In questo locale romano dal 2007 fino al lockdown sono stati organizzati 100 eventi all'anno, ogni volta con centinaia di persone. Ora questo silenzio fa una certa impressione. Abbastanza strana, abbastanza malinconica. Devo dire che per chi come me ha vissuto questo spazio così tante volte ritornarci e trovare questa calma è veramente una cosa, sembra quasi un paesaggio surreale. Dopo più di 3 mesi di chiusura lunedì si può riaprire, anche se possono riaprire solo i locali all'aperto, rispettando alcune linee guida. Un metro di distanza all'interno del locale, due metri all'interno della pista, rigorosamente all'esterno, consigliati percorsi differenziati per entrata e uscita, mascherina obbligatoria quando non sarà possibile rispettare il distanziamento sociale, sempre obbligatoria per il personale di servizio, vietate le consumazioni al bancone. La distanza di due metri è qualcosa che per chi organizza la sua serata e va a ballare farglielo capire non proprio facilissimo. Per quanto riguarda i locali al chiuso invece il buio è pesto.
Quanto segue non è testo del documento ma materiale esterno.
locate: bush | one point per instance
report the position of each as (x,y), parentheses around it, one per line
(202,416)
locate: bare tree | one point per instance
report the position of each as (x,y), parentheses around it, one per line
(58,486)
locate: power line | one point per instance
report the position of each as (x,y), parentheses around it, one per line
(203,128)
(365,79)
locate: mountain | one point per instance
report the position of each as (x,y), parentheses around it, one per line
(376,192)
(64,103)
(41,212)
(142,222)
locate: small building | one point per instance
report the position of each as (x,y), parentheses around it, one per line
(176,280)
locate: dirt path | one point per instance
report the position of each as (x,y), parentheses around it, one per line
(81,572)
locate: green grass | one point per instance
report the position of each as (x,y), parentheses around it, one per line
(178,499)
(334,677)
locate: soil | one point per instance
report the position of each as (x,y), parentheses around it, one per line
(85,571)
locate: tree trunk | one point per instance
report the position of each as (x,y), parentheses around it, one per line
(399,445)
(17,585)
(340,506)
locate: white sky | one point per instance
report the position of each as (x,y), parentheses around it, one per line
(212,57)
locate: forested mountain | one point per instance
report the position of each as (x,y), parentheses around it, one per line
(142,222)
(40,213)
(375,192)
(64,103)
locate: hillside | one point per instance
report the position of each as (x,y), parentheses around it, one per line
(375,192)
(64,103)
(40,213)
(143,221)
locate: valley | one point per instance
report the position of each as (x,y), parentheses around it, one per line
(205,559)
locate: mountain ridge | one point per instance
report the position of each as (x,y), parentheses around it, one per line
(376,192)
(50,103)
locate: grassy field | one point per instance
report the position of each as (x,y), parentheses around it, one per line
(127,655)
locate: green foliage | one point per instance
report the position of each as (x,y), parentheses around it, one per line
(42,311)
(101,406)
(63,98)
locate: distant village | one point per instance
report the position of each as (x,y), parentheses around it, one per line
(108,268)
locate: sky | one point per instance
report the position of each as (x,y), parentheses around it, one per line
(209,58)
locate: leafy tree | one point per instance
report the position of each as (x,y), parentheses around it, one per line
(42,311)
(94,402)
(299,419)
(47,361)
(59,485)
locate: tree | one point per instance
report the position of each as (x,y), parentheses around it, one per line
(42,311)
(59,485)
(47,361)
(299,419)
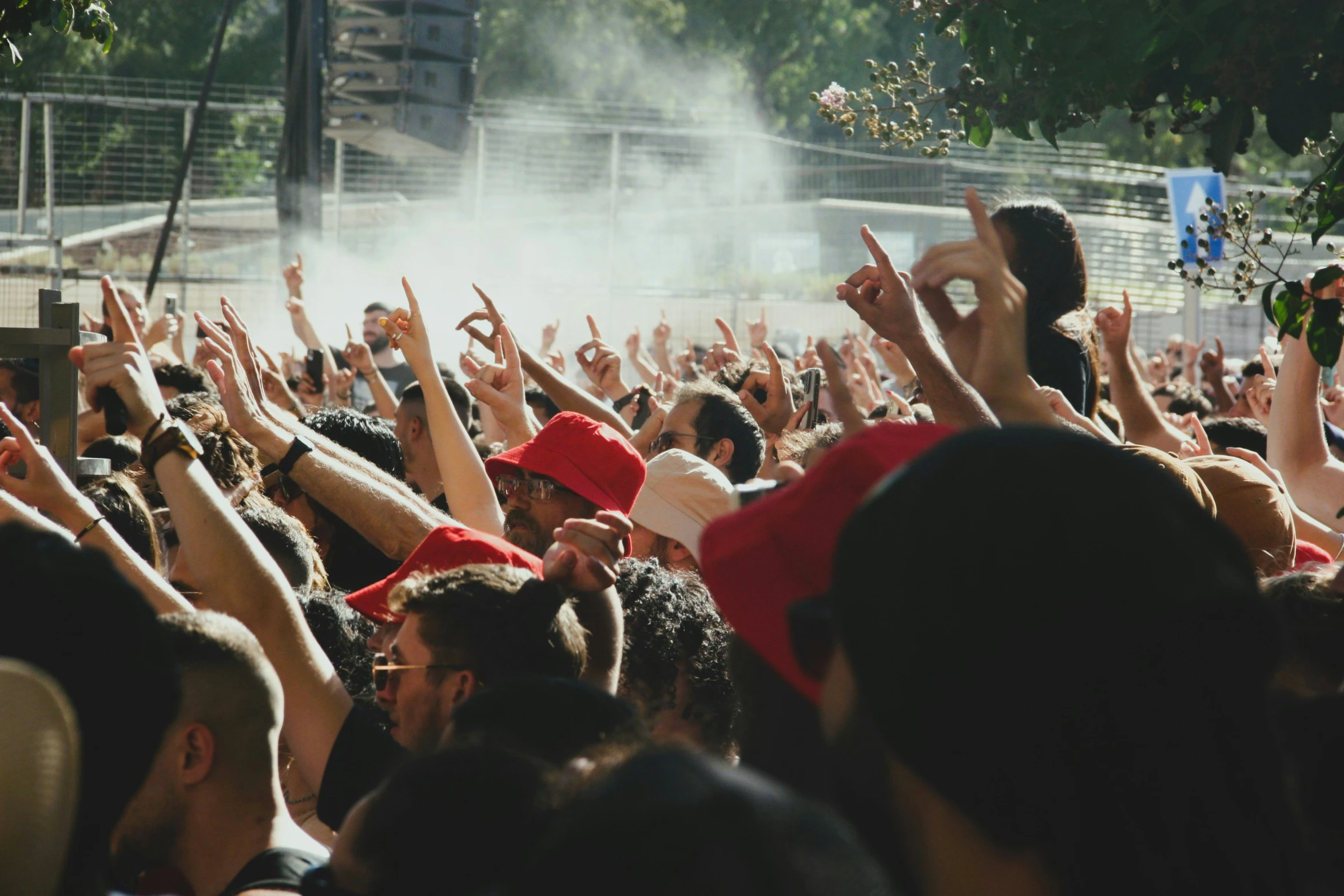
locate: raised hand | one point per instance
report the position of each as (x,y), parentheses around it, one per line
(45,485)
(293,276)
(490,313)
(226,370)
(1115,325)
(585,552)
(499,386)
(758,331)
(1211,363)
(358,354)
(774,414)
(604,368)
(408,333)
(123,366)
(882,296)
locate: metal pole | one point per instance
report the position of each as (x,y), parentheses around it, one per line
(339,178)
(612,210)
(25,127)
(185,238)
(190,149)
(49,163)
(479,209)
(1194,318)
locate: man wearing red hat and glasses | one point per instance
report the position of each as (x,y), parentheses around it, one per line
(571,469)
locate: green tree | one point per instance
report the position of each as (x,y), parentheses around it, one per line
(83,18)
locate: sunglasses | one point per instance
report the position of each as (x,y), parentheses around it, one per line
(812,636)
(535,489)
(669,440)
(383,671)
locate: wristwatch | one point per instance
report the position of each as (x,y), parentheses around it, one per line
(172,437)
(297,449)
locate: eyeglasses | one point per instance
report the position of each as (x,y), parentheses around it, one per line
(669,440)
(320,882)
(812,636)
(383,671)
(535,489)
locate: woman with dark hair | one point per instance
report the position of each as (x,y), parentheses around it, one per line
(1045,254)
(1070,707)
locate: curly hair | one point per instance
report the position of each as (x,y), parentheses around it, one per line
(673,626)
(228,456)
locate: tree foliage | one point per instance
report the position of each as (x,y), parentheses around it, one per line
(1214,67)
(85,18)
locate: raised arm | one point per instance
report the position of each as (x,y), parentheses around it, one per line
(1297,439)
(377,505)
(885,300)
(236,574)
(582,562)
(1144,424)
(467,487)
(46,488)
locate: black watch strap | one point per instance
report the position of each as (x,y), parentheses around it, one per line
(297,449)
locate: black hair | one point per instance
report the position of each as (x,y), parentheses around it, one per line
(498,621)
(123,451)
(722,416)
(1049,261)
(1078,718)
(1238,432)
(343,636)
(550,719)
(1187,399)
(285,540)
(458,394)
(367,437)
(352,560)
(673,626)
(120,500)
(25,381)
(673,822)
(474,812)
(109,655)
(182,378)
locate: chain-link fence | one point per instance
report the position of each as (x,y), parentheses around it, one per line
(624,209)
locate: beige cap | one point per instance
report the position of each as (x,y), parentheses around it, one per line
(681,496)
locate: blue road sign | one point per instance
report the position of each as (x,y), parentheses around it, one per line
(1188,191)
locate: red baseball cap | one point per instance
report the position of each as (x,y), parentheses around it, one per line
(780,548)
(585,456)
(447,547)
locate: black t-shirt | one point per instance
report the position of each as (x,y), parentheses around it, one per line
(1061,362)
(398,378)
(363,755)
(277,868)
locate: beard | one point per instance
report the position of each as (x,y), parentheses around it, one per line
(522,531)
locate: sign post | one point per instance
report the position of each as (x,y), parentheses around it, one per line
(1188,191)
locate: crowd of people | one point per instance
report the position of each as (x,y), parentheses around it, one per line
(965,602)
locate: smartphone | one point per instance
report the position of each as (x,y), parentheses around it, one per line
(313,364)
(811,393)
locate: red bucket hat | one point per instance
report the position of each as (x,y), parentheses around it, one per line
(447,547)
(585,456)
(778,550)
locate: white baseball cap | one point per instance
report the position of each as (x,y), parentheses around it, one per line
(681,496)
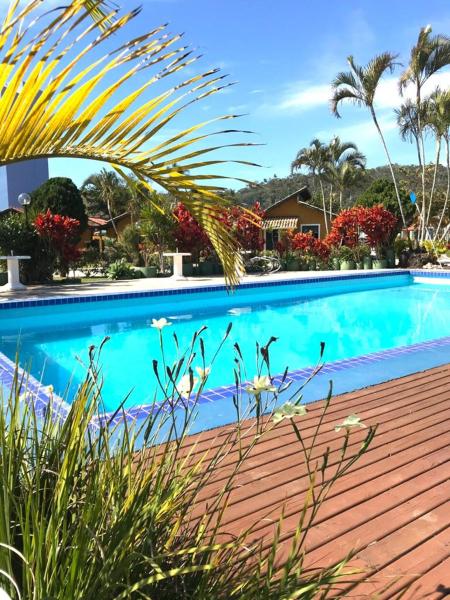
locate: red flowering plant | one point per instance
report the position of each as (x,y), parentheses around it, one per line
(346,229)
(310,247)
(379,225)
(59,234)
(189,235)
(247,226)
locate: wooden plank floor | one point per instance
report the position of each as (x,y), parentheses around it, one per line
(394,504)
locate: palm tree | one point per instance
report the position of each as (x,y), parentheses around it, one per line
(408,124)
(441,118)
(62,95)
(345,164)
(359,86)
(430,54)
(314,158)
(106,189)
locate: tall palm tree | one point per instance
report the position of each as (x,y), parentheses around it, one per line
(345,164)
(341,156)
(441,117)
(314,158)
(106,188)
(65,92)
(430,54)
(359,86)
(436,122)
(408,124)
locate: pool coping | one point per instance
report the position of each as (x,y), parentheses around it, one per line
(41,395)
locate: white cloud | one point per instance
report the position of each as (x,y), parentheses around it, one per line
(305,96)
(361,132)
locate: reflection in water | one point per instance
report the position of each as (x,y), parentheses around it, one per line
(350,324)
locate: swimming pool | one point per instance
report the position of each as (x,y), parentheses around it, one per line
(356,316)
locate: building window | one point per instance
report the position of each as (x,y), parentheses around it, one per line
(314,229)
(272,237)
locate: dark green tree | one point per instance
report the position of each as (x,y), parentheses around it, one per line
(19,237)
(382,191)
(62,197)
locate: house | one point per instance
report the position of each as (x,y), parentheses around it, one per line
(20,177)
(294,213)
(99,228)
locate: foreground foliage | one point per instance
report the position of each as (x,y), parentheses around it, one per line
(66,93)
(94,509)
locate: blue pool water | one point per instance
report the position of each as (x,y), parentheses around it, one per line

Capiamo che ci sono delle dinamiche completamente differenti rispetto ad un locale all'aperto, però chiediamo di essere sostenuti. Il settore dell'intrattenimento è un settore a tutti gli effetti che produce 4 miliardi di euro di fatturato, 500000 persone che ci lavorano. Cioè, è un settore che dà un bellissimo e importantissimo contributo al Pil italiano. Vogliamo che vengano fatte, vengano prese delle misure ad hoc. Finanziamenti a fondo perduto che consentano di fare investimenti, anche adeguarsi alle nuove normative e poi sgravio delle tasse sui costi dei dipendenti, adeguamento degli affitti.